Kalteng Today – Palangka Raya, – Anggota Dewan Perwakilan Rakyat Daerah (DPRD) Provinsi Kalimantan Tengah (Kalteng), Dra. Kuwu Senilawati meminta rencana pelaksanaan tahun ajaran baru, yang akan dilaksanakan pada 13 juli 2020, perlu adanya peninjauan kembali.
“Terkait rencana pelaksanaan tahun ajaran baru, yang seyogyanya dilaksanakan pada tanggal 13 Juli 2020 mendatang, harus ditinjau kembali. Pasalnya, hingga saat ini penyebaran pandemi Covid-19, seperti di Kota Palangka Raya, dinilai masih sangat mengkhawatirkan, karena masih terdapat angka penambahan pasien terkonfirmasi positif,” katanya kepada awak media, Selasa (30/6).
Menurutnya, bila tahun ajaran baru tetap dilaksanakan, pada tanggal 13 Juli 2020 mendatang, maka itu sangat tidak efektif, terlebih ketika itu dilaksanakan secara tatap muka.
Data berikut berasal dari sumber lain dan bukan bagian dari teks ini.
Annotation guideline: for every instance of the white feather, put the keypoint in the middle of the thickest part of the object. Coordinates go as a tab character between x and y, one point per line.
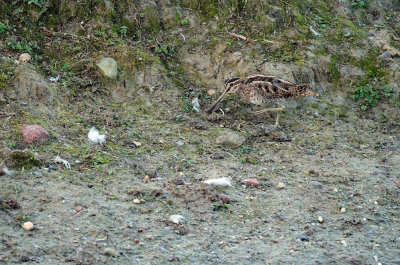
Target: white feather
219	182
58	159
95	137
Jika, memang itu harus dilaksanakan, hendaknya jangan dengan cara tatap muka.
“Namun cukup melalui sambungan virtual saja dan untuk sementara waktu ini, sambil menunggu trend menurunnya pertumbuhan pandemi Covid-19, khususnya di wilayah Kota Palangka Raya ,” ungkapnya.
Legislator yang berasal dari fraksi Partai Gerindra ini menyarankan untuk sebaiknya rencana itu hanya cukup melalui selebaran informasi, yang menggambarkan kondisi lingkungan sekolah.
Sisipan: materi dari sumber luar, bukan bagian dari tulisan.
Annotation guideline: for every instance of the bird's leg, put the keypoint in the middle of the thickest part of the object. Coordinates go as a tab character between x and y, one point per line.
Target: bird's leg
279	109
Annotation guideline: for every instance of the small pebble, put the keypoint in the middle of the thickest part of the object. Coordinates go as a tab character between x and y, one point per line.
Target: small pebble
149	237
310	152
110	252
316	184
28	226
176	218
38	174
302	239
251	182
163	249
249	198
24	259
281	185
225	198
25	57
Sekretaris Komisi III ini berharap, agar jangan sampai dengan diadakannya kegiatan belajar mengajar di sekolah, maka justru menimbulkan persoalan baru atau justru bisa menjadi lingkungan baru penularan Covid-19, terlebih dikhawatirkan terjadi kontak fisik yang dilakukan oleh para siswa, antar teman sebaya, saat berada di lingkungan sekolah.
Baca Juga: DPRD Kabupaten Banjar Sharing Penganggaran Pendidikan dan Kesehatan Ke DPRD Kalteng
“Saya meminta, dalam hal ini Dinas Pendidikan setempat, agar bisa mempertimbangkan dan memperhitungkan secara baik, terkait tata laksana kegiatan belajar mengajar, yang akan mulai dilaksanakan pada tanggal 13 Juli 2020 mendatang,” pungkasnya. [Red]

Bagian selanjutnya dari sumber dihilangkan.